Petar Maksimovic

Petar Maksimovic

Professor

Contact Information

Research Interests: Experimental high-energy physics; hadron colliders

Education: PhD, Massachusetts Institute of Technology

Petar Maksimovic received his PhD from Massachusetts Institute of Technology in 1998. After a postdoctoral position at Harvard University, he joined the Johns Hopkins University Department of Physics and Astronomy in 2001.

Maksimovic is a member of the CMS experiment on the Large Hadron Collider, and his current research interests revolve around signatures of the physics beyond the standard model of elementary particles. In particular, he is interested in searches for new heavy particles that decay into standard model's heavyweights—top quark, W or Z bosons, or the newly discovered Higgs.
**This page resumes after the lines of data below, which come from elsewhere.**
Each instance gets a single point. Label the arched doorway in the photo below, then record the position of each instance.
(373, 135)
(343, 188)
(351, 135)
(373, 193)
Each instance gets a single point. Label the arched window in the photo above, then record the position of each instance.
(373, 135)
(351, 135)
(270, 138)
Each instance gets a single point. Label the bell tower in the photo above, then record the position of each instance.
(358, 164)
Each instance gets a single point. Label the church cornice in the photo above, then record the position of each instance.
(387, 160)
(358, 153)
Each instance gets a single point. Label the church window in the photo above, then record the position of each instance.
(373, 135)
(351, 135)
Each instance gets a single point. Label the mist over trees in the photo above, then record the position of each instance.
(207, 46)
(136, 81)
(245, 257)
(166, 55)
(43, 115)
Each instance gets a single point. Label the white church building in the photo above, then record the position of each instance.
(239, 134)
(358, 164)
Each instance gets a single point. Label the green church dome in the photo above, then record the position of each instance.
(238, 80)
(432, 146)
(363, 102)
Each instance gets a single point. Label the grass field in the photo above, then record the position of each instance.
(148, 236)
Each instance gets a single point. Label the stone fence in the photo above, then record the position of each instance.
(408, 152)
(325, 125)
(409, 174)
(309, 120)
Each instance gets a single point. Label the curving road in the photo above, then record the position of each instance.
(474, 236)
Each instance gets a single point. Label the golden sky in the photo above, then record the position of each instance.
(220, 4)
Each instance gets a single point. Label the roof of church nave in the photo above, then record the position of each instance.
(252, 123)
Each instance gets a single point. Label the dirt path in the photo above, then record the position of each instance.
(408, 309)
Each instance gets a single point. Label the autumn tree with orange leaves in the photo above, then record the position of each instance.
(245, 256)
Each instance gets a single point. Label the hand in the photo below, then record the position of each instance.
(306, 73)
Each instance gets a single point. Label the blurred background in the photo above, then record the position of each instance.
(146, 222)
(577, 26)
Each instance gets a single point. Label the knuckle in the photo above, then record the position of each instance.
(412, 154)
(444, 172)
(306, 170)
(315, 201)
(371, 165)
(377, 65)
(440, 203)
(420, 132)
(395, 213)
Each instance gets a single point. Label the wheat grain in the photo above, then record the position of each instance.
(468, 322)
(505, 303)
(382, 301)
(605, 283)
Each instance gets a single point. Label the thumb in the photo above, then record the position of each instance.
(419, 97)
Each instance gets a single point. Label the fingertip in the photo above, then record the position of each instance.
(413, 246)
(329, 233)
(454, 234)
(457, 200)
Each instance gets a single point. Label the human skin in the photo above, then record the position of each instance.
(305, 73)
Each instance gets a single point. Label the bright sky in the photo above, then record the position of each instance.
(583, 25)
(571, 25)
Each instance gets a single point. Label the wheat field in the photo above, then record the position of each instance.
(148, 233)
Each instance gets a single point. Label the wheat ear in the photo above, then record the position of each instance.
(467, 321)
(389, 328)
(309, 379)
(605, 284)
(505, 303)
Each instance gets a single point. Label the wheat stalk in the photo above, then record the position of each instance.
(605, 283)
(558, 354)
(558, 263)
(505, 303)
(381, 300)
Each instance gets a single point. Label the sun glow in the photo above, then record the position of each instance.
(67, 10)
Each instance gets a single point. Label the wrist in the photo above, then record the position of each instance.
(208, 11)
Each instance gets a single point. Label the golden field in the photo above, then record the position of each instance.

If the new states are very heavy, then top, W, Z, or Higgs are often ultra-relativistic, and when they decay hadronically, the decay products form a single "jet." Maksimovic pioneered several of the techniques for identifying such merged jets, and used such "top tagging" and "W/Z/Higgs-tagging" in searches for physics beyond the standard model.

Maksimovic has been selected as an Outstanding Junior Investigator by the Department of Energy, and a Sloan Fellow, both in 2004. In 2012, he also received the JHU Alumni Award for Excellence in Teaching.